Bugün Türk yatırımcılarının Mısır’da en aktif yatırımcı grubunu oluşturduğunu, kendisinin bile bazen takip edemediği çok çeşitli yatırımların olduğunu ve bu yıl içerisinde de en az üç fabrikanın açılışını yapmayı beklediğini ifade eden Şen, bu yatırımların en başta tekstil sektöründe meydana geldiğini ve Mısır’ın sahip olduğu nitelikli ve uygun işçilik gücü, pazarları ve yakınlığı dolayısıyla elde ettiği avantajların Mısır’ı cazip hale getirdiğini söyledi.
"Türkiye ile Mısır arasındaki ilişkiler mükemmel"

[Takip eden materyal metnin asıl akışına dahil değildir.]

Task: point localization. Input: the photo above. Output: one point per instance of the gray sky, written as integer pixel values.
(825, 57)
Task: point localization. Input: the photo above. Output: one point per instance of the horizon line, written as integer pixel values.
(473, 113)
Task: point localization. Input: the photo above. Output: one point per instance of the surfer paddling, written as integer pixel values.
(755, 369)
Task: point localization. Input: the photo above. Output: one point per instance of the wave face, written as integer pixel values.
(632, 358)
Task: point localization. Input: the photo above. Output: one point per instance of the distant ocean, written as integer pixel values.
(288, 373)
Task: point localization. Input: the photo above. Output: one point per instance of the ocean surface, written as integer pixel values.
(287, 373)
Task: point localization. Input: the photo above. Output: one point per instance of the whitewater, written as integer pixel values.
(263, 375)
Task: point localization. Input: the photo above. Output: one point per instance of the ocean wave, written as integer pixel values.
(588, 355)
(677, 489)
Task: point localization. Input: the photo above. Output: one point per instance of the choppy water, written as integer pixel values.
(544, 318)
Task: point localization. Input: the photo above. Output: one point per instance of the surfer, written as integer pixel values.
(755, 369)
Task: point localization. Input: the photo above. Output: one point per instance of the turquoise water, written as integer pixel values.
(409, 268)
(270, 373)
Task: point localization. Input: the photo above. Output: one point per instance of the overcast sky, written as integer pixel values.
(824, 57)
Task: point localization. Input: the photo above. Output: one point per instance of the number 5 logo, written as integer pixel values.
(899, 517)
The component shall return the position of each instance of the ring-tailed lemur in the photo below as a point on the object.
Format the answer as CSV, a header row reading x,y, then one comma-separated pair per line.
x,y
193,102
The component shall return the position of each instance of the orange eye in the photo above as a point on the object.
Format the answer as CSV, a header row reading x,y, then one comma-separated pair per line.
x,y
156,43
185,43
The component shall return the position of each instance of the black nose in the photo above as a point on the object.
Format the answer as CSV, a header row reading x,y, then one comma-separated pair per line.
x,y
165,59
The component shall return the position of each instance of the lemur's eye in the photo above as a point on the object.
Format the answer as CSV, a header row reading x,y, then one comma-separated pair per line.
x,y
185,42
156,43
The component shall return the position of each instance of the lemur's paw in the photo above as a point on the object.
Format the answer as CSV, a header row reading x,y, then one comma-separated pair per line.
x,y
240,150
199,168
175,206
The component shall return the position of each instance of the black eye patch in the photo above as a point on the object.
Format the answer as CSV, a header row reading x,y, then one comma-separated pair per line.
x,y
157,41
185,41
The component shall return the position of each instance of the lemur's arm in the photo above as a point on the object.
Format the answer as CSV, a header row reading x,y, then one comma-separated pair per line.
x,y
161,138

Türkiye ile Mısır arasındaki ilişkilerin mükemmel olarak nitelendirilebileceğini belirten Büyükelçi Şen, elbette bölgesel konularda iki büyük devletin farklı perspektifleri ve farklı görüşlerinin olabileceğini bunun da gayet doğal olduğunu belirtti.

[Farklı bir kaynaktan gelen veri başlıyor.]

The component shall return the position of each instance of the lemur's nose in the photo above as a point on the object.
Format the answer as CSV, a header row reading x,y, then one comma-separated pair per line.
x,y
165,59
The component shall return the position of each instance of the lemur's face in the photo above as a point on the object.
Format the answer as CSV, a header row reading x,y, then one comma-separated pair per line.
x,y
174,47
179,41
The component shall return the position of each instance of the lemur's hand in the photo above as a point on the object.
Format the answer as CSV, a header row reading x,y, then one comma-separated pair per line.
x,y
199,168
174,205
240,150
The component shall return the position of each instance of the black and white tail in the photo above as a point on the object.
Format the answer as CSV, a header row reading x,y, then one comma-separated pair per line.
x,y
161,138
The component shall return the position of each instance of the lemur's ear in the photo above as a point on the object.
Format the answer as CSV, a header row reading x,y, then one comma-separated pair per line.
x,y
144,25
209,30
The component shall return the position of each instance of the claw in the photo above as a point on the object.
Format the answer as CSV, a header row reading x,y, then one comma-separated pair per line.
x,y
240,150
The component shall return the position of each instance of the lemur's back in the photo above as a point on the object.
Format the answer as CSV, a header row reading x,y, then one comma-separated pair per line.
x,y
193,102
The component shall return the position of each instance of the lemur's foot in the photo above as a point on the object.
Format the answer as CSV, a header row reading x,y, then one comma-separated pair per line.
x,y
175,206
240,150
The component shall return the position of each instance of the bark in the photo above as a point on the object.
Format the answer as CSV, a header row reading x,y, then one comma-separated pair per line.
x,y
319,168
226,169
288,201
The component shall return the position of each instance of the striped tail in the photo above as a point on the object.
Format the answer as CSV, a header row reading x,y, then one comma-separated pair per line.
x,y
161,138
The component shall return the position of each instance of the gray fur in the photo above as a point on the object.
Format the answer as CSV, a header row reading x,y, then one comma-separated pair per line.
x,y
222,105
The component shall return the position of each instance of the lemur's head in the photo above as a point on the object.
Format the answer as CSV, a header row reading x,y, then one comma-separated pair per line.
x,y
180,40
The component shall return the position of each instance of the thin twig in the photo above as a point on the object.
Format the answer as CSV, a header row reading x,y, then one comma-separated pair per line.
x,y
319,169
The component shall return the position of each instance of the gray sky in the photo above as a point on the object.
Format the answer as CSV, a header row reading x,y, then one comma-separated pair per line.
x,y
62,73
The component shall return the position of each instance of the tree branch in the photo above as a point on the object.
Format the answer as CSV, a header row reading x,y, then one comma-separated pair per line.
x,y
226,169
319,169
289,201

İki ülke arasında rekabet olmadığını eğer rekabet şeklinde bir duygu varsa bunun yapıcı rekabet olduğunu vurgulayan Şen, bu yapıcı rekabetin en çok önümüzdeki dönemde iki ülkenin müteahhit şirketlerinin Afrika’da ve Asya’da çeşitli ülkelerde iş birlikleriyle ve tamamlayıcılık anlayışıyla çalışarak ortaya çıkabileceğini ifade etti.
En önemli konunun iki ülke arasındaki karşılıklı güven ve ilişkilerin artık tamamen oturmuş olması olduğunu belirten Şen, Mısır’daki kalkınma ve ilerleme hamlelerini yakından izlediğini belirterek Cumhurbaşkanı Abdülfettah Sisi’yi modern Mısır tarihinde ekonomik kalkınmaya ve sosyal kalkınmaya vurgu yapan ve bunu öncelik haline getiren tek cumhurbaşkanı olarak gördüğüne işaret etti.

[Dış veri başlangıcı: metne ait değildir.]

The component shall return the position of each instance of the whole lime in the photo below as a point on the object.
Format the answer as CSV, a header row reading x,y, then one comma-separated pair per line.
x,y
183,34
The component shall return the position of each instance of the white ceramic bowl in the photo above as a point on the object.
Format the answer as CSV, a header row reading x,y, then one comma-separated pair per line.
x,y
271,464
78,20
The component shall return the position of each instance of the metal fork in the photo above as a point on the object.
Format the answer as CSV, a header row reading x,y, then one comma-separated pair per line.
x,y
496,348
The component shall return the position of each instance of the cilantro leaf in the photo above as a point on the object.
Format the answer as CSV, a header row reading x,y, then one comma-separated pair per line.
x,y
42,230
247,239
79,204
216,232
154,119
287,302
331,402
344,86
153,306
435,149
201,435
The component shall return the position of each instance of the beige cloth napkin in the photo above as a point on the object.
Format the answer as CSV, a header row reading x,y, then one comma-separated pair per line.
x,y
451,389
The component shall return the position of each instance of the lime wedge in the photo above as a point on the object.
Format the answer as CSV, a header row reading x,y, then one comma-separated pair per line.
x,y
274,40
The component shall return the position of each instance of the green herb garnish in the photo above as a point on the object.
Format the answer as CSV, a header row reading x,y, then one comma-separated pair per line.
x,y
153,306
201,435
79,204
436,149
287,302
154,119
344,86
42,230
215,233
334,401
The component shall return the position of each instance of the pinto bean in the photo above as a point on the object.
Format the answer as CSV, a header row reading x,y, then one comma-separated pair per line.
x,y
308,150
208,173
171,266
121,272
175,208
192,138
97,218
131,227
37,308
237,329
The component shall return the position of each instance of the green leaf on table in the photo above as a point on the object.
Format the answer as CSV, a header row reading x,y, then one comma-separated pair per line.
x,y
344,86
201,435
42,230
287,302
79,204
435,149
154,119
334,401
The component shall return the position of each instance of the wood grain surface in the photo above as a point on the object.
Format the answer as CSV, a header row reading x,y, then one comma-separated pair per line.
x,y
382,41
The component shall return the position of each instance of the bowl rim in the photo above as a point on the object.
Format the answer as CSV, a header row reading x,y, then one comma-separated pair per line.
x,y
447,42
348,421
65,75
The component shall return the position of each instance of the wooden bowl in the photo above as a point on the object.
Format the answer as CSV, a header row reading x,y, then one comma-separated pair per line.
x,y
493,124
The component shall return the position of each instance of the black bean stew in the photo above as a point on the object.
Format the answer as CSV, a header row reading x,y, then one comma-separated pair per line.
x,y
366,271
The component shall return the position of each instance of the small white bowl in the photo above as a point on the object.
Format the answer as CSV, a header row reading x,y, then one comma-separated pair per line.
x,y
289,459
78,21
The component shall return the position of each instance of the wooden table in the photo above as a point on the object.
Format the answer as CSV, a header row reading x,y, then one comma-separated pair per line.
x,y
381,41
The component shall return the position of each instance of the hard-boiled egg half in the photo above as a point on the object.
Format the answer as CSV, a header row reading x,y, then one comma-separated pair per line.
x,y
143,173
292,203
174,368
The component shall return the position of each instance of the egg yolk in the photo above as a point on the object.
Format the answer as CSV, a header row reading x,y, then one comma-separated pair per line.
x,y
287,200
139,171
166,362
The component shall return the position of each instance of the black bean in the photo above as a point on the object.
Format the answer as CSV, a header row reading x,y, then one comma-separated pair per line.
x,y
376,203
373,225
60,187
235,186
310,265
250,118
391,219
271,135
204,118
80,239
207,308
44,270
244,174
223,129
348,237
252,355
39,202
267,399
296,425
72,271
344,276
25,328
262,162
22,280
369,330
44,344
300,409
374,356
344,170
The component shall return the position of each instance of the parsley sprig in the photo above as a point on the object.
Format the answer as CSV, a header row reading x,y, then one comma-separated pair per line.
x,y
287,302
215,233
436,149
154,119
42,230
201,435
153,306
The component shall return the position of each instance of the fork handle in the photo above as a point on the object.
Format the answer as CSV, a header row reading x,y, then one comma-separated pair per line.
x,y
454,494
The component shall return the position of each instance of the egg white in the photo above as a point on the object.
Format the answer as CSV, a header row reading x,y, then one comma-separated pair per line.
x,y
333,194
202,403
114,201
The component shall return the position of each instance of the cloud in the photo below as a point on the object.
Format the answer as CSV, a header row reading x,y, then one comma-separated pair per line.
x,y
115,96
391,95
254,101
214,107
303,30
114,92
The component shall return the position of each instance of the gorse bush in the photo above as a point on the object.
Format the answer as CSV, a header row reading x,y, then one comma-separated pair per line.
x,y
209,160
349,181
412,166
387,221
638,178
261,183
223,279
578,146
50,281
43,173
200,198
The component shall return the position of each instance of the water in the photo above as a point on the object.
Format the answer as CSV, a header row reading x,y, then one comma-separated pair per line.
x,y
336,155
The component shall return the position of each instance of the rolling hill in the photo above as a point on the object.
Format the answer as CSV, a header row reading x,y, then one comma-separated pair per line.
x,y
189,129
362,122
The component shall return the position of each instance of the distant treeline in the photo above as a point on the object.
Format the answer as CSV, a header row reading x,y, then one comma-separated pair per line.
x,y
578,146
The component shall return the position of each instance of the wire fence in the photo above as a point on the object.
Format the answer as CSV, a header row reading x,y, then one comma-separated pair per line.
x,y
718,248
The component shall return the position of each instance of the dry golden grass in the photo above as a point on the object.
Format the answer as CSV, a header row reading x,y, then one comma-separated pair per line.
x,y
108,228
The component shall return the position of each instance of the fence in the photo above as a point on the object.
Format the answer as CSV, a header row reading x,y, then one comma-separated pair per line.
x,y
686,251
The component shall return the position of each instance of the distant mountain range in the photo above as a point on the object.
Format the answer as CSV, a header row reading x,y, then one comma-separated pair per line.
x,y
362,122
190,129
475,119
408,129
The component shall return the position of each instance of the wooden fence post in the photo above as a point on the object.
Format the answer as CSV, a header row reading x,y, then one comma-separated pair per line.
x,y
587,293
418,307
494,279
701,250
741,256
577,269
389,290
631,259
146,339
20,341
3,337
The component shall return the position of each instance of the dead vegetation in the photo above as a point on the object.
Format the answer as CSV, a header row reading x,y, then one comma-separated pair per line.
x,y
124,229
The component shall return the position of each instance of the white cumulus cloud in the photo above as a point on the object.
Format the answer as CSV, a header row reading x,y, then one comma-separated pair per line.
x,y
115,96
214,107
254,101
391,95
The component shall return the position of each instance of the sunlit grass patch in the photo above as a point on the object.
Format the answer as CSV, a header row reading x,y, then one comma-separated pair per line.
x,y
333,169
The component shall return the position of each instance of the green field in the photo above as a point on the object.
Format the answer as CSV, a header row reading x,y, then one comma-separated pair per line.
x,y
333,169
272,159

"Türkiye ve Mısır’ın birlikte koordineli hareket etmeleri halinde çok ciddi bir güç"
Büyükelçi Şen, Mısır’ın elbette Filistin davası için büyük çabalar sarf ettiğini ve beş defa savaşa girdiğinin unutulmaması gerektiğini, bunun da devlet maliyetine büyük yük getirdiğini ve sosyal maliyetinin olduğunun unutulmaması gerektiğini, Mısır’da bu fedakarlıkların her zaman takdirle anılması ve karşılanması gerektiğini ekledi.
Türkiye ve Mısır’ın diplomatik ve siyasi güçlerini birleştirerek, ekonomik güçlerini harmonize ederek bölgenin meselelerine bölgesel sahiplenme anlayışıyla çok büyük katkılar yapabileceklerini aktaran Şen, Türk-Arap dünyasının ve İslam dünyasının ortak sorunları konusunda Türkiye ve Mısır’ın birlikte koordineli hareket etmeleri halinde çok ciddi bir güç oluşturduklarını, nihayetinde Türkiye olarak iki ülke arasında siyasi ve ekonomik kalkınma alanında istikrarlı bir şekilde ilerlemesi için daimi yakınlaşma vizyonuna sahip olduklarını söyledi.
Şen, Türkiye olarak Mısır’ın diplomatik siyasi gücünün, sahip olduğu potansiyel gücünün ve konumunun farkında olduklarını ve bunu dikkate alarak geleceğe el ele yürümek istediklerini ifade etti.